CJ第一製糖は『白と黒のスプーン』シーズン2の放送中、自社の主力商品をCMなどで継続的に露出させ、最終話公開後に優勝者が明らかになると、関連IP(知的財産)を活用したコラボ商品を大々的に発売した。1月18日には、シーズン2に出演したチェ・ガンロク、ユン・ナラ、チェ・ユガンの各シェフに加え、シーズン1優勝者のクォン・ソンジュン(ナポリマフィア)シェフが参加したコラボ商品33種を披露した。出演者たちは企画段階から看板メニューや秘伝の材料を提案したり、非公開レシピを共有したりしたという。
CJ第一製糖が「黒白料理人エディション→白と黒のスプーン・エディション」を通じて、番組内で披露された、あるいは未公開だった専用レシピの商品を多数展開したため、後発企業が差別化した後続商品を出しにくくなった点も、シーズン1とは異なる環境として挙げられる。

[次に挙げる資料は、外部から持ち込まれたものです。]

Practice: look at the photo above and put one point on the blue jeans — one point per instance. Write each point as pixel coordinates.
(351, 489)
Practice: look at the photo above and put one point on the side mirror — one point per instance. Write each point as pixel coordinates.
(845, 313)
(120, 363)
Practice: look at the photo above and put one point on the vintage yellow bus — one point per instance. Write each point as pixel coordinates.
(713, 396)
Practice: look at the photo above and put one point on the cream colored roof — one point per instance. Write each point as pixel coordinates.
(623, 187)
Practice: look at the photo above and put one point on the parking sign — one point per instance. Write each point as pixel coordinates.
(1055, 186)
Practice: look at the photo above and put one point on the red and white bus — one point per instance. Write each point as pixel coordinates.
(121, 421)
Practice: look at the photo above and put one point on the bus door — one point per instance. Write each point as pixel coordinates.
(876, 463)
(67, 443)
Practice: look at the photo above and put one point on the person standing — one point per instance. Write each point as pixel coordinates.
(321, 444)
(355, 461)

実際、前作と比べて『白と黒のスプーン』シーズン2の出演者がコンビニ業界と新商品を発売した割合は大きく低下した。ネットフリックスと数年前から提携関係にあるコンビニGS25も、最近シーズン1出演者のエドワード・リーシェフとの追加コラボ商品を発売したが、シーズン2出演者との後続商品については協議中とされている。フドクジュク、ユン・ナラ両シェフとコラボした簡便食品や酒類商品を展開したセブン-イレブン(韓国法人)も、シーズン1出演者と比べるとコラボ商品の規模は縮小された。
業界では、今後もこの流れが続くと見ている。ネットフリックスなどのグローバルOTT(動画配信サービス)で人気を集めたコンテンツの出演者とコラボ商品を発売するには、これまで以上の費用が必要になるとの見方が大勢だ。業界関係者は「グローバルOTTで人気が出れば、韓国国内市場はもちろん海外市場でも高い購買力を引き出せることが証明された。人気シェフをはじめとする有名出演者の価値は今後も上がり続けるだろう」と予測した。